We found Claimont on the internet and, within 48 hours, they were able to see our son for an assessment. They liaised and worked alongside his local NHS services and consultant psychiatrist to agree a plan, which included regular home visits.
Two members of Claimont staff befriended our son, identifying that he was still smoking cannabis and not taking his medication regularly.
For some time, our son had appeared aloof and disengaged, unable to organise himself and just sitting at home, withdrawn, with seemingly no awareness of his problems and certainly no sense that he wished to do anything about it.
He seemed to simply exist. Claimont staff explained what was going on to my wife and me, and some of the reasons behind his appearance and behaviour.
It took a while for them to establish a relationship with our son. Slowly, he seemed to respond to them encouraging him to look at things differently. They worked out a rehabilitation programme with him, and we felt that he was working through things at a pace that he was happy with. They also remained in touch with his consultant psychiatrist and home treatment team, attending professionals’ meetings and sending them and us his progress reports.
My wife and I were at times frustrated by the apparent lack of improvement and occasional resumption of cannabis, but they explained that this was not uncommon and invited us to stay on track in supporting him.
Our son did start to see some of his friends after a while and started to enjoy going for walks. He seemed to respond well to the structure that Claimont staff put in place for him and this seemed to help him to stop taking cannabis.
He volunteered in a friend’s shop carrying and hanging clothes, and Claimont staff liaised with our friend for our son to work on his self-care (he was quite malodorous) and problem-solving, which reduced his anxiety when talking to customers.
Claimont remained involved with my son with varying degrees of input for over a year before he was discharged back to his GP.

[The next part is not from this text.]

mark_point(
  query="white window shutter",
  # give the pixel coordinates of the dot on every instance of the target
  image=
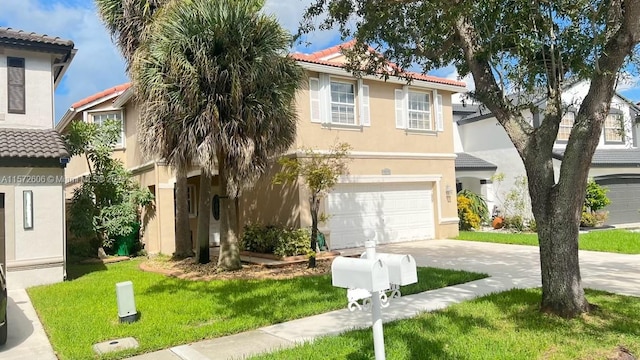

We were put in touch with Claimont through my daughter’s psychiatrist after she had been in a private psychiatric hospital for an episode of schizophrenia.
She had responded somewhat to medication but we all noticed that some of the symptoms continued and she seemed rather ‘knocked-off’. Her psychiatrist did say that she was still a little over-medicated but that the type of schizophrenia my daughter suffered meant that she would continue to suffer delusions and hallucinations and have problems with motivation and drive.
In essence, that she would continue to have difficulties for the foreseeable future, including in her day-to-day living, decision-making, problem-solving, looking after herself and complying with her treatment plan, which included seeing her psychiatrist and attending her GP for an injection every month.
A member of Claimont staff assessed my daughter and spoke to my husband and me, and her psychiatrist, as well as reading her medical notes. She identified a number of areas that she and a colleague from Claimont would work on and what the goals were. They included checking in on her 5 times a week for an hour initially to build a relationship, understand her symptoms, educate her on the need for medication, take her out, helping her to make decisions, support her with her shopping, and essentially acting as role models whilst encouraging her to gain independence.
They supported my daughter with broad rehabilitation goals where she could see improvements in certain areas of her life.
My daughter is not able to re-establish full independence but the availability of a dedicated and expert team of specialist mental health professionals, specifically allocated to my daughter, allowed her to form an enduring therapeutic relationship.
Home visits removed barriers for her where she may have otherwise found it difficult to engage, for example reducing the stress and inconvenience of travelling to appointments. It certainly reduced the need for admissions to psychiatric hospital, which helped her to build a more stable life for herself.